Axelrod portrayed mobster Victor Jerome on the ABC soap General Hospital from 1987-89 and the “Electrolarynx Guy” on the NBC comedy My Name Is Earl in 2005-08.

And on the ABC drama Grey’s Anatomy in 2006-07, he stole scenes as the patient Charlie Yost, who spent a long time in a semi-conscious state at Seattle Grace before dying — just as he was about to get in a wheelchair to leave.

He continued to work consistently until 2020, when he retired at age 90.

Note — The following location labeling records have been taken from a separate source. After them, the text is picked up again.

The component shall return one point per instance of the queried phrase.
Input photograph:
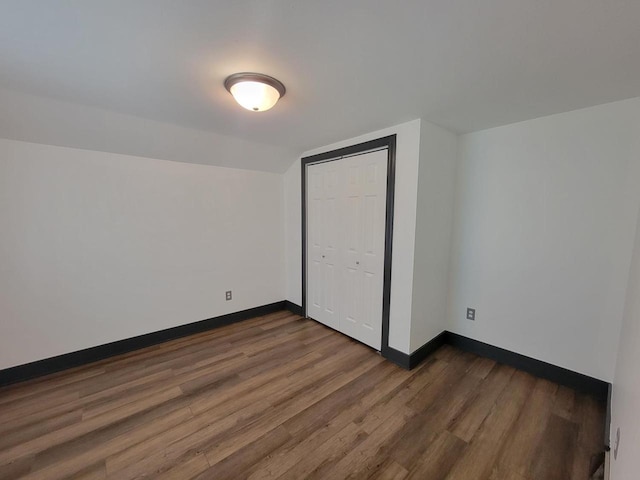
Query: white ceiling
(350, 66)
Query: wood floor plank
(282, 397)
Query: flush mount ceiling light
(254, 91)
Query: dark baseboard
(538, 368)
(577, 381)
(407, 361)
(427, 349)
(396, 356)
(293, 308)
(75, 359)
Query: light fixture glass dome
(254, 91)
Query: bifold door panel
(346, 211)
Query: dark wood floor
(283, 397)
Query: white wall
(543, 235)
(436, 178)
(404, 225)
(626, 384)
(97, 247)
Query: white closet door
(323, 243)
(363, 259)
(346, 209)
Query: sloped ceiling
(349, 66)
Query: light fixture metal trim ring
(231, 80)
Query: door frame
(388, 142)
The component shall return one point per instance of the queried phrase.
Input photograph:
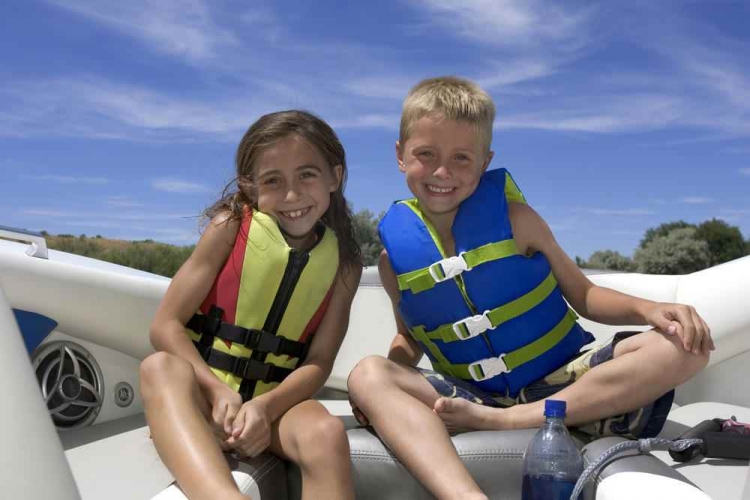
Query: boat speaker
(71, 382)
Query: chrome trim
(38, 245)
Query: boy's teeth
(436, 189)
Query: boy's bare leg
(316, 441)
(398, 402)
(643, 368)
(175, 410)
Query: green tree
(678, 252)
(607, 259)
(366, 232)
(725, 242)
(663, 230)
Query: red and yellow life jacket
(265, 305)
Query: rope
(642, 446)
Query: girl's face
(294, 185)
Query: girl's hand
(684, 321)
(251, 433)
(225, 404)
(358, 415)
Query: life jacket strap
(492, 367)
(257, 340)
(423, 279)
(247, 368)
(472, 326)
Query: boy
(493, 370)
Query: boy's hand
(251, 432)
(684, 321)
(225, 404)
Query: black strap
(257, 340)
(207, 325)
(246, 368)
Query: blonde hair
(451, 98)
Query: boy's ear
(488, 159)
(338, 172)
(400, 157)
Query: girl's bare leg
(177, 412)
(316, 441)
(398, 402)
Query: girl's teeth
(295, 214)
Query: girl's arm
(309, 377)
(185, 294)
(601, 304)
(404, 349)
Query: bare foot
(461, 415)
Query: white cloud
(510, 22)
(122, 202)
(622, 114)
(172, 185)
(68, 179)
(627, 212)
(696, 200)
(184, 28)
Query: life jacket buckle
(450, 268)
(488, 368)
(472, 326)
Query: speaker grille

Born in Los Angeles on Jan. 25, 1930, Axelrod served as a corporal in the U.S. Army, stationed in Germany from February 1953 to February 1955. He then majored in architecture at UC Berkeley and eventually became licensed as an architect in the state of Washington.

Axelrod, meanwhile, studied acting with Uta Hagen at HB Studios in New York for six years, and in 1969 he portrayed Banquo in an off-Broadway production of Macbeth. A year later, he appeared off-Broadway in Gandhi and accompanied the play to Broadway, but it closed on opening night.

Axelrod also worked on television in Kojak, Hill Street Blues, Dallas, Dynasty, Night Court, Knots Landing, Murphy Brown, Everybody Loves Raymond, Star Trek: Voyager, Frasier, Scrubs, It’s Always Sunny in Philadelphia, Hot in Cleveland, Shameless, The Office, Brooklyn Nine-Nine, Ray Donovan, Baskets and Modern Family.

Axelrod was a theater faculty member at colleges including the University of Wisconsin, University of Michigan, Boston University, Penn State, Temple University, Cal State Northridge, CalArts and Brandeis University and was a guest instructor at the Aaron Speiser Acting Studio in L.A.